Details drive Pixar's 'Cars' - USA TODAY 6/14/06
'Cars' touts a real-life look
Updated 6/14/2006 10:41 PM ET
By Mike Snider, USA TODAY
Posted 6/14/2006 9:15 PM ET
Cars director John Lasseter brought a love and knowledge of NASCAR to the making of Pixar's new animated film, which is No. 1 at the box office this week.
He has seen races across the country, from Infineon Raceway in Sonoma, Calif., to Lowe's Motor Speedway in Charlotte. And several times, he has taken spins around the tracks.
"I love every aspect of this sport," Lasseter says. "That's really where this thing came from."
Many racing-related films in the past weren't authentic enough, he says. "They didn't do their homework. I wanted to make sure the racing scenes were authentic and that they had the energy that you feel at a race live.
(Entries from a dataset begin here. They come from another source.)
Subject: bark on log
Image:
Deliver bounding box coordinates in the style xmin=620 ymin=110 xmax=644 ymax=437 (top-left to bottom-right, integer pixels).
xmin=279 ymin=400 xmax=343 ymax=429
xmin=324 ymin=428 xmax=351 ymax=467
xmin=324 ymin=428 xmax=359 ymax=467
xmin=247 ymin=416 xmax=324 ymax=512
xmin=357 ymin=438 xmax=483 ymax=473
I was dedicated to that."
For instance, in a real race, as cars speed around the track, they literally burn rubber. "Their tires get hot, and they spin off little bits of rubber they call 'marbles,' " Lasseter says. "These things collect along the track. You will see that (in the movie)."
Some of the story elements in Cars play on NASCAR's past. Doc Hudson (who is voiced by Paul Newman) is a 1951 Hudson Hornet; Hornets were formidable race cars in the early '50s. The character "The King" is a 1970 Plymouth Superbird that is based on retired racing legend Richard Petty, who voices the character. "The King" has problems in his final race, as Petty did in 1992. (He finished just 95 of 328 laps.)
Lasseter, Petty says, "is using history with me and the Hudson Hornet and a bunch of other things scattered in. What he didn't know, he went and found out."
In the world of Cars, every being is a motorized vehicle. So the pit stops are performed by forklifts. "If a NASCAR fan will look, the choreography of the pit stops is exactly the way the real pit stops happen," Lasseter says.
On the right track — to Tennessee
Longtime racing fans will recognize that the inspiration for the race track in the film's opening scene is the Bristol Motor Speedway in Tennessee. "Every year in August they have a night race," Lasseter says. "It is one of the most exciting races in NASCAR." But the film's Motor Speedway of the South is a 1-mile track, compared with Bristol's half-mile.
"I needed the straightaways to be a little longer for some of the scenes," he says. "And I also wanted to get the fans in the infield."
Director John Lasseter is especially proud of the look of the cars at night and the reflections on their bodies. "The way the highlights move on the cars, I call it a string of pearls," he says. "It's this really neat look, and it adds about 10 or 20 miles per hour to the visual speed of the cars because of the movement of the highlights. We tried to copy it as best we can."